Gone are the days of communities raising children together. There is not that sharing of responsibility. Many couples are choosing to have no children at all making an even smaller pool of potential exposure to motherly pursuits. While some women choose to have larger families, more often than not, couples are choosing to have only one, or at most, two children. Childcare is generally relegated to professionals with so many early childhood education credits to their names, in settings that are carefully controlled by state accrediting bodies.

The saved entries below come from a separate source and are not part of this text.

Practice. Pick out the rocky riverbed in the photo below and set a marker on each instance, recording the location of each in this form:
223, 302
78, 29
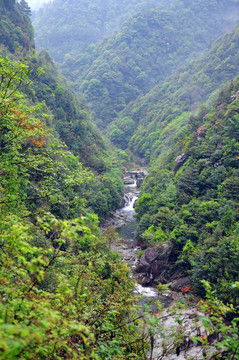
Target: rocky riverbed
180, 323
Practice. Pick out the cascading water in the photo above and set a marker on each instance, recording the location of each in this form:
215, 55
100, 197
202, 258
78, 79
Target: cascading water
130, 247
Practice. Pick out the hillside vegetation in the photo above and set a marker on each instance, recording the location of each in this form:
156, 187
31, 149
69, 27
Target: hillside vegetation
63, 294
147, 48
66, 27
192, 200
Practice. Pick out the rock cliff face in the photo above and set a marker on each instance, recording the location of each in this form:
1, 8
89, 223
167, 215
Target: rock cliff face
153, 262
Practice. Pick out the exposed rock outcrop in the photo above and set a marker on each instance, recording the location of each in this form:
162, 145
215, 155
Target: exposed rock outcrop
153, 262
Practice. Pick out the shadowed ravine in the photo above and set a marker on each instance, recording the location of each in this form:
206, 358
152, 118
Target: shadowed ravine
128, 246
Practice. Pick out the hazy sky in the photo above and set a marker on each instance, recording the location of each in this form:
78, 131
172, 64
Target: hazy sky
35, 4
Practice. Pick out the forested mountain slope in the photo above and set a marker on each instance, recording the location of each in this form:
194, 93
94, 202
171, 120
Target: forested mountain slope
192, 200
70, 119
63, 292
147, 48
158, 118
15, 27
66, 27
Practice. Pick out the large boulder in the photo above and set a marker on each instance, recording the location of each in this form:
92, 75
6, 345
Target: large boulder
179, 284
153, 262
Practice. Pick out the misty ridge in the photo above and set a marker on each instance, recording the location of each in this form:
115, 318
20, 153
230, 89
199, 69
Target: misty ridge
119, 137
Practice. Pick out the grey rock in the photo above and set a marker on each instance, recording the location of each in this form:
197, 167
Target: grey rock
180, 283
153, 261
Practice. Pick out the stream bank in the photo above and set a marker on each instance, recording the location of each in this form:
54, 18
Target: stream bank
128, 247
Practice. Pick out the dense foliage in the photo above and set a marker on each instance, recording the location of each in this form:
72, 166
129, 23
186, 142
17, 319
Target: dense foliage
72, 122
63, 293
160, 116
89, 22
150, 46
193, 201
147, 48
15, 28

Yet, while we're so inexperienced, we're expected to know everything. We're expected to be perfect angelic stewards of our bodies during pregnancy. In childbirth, we're expected to dope ourselves up and be strapped down to be cut open in a conveniently scheduled surgical procedure. When our baby is out, we're expected to love them immediately, follow all the rules set out by the experts (never mind that these experts are consistently contradictory), and raise them with all the latest gadgetry in the most scientifically supported parenting style.
This is the American way.
It is completely bonkers.
Instead of this wretched picture, I will choose another classic American way - independence. I'll do things my way - the way that makes the most sense for our particular situation. I will not feel guilty for my lack of experience. I will not feel guilty if I don't use all the crazy gadgetry or the parenting style du jour in magazines. I will enjoy this adventure and let things happen as they must, doing the best I can with the information and intuition I have at the time.
So, if you decide to give me some bit of pregnancy/childbirth/parenting advice, don't be hurt if I do the exact opposite. Because I might. Hell, I probably will. I'm ornery like that. I live in Oakland, and as they say, we do what we want.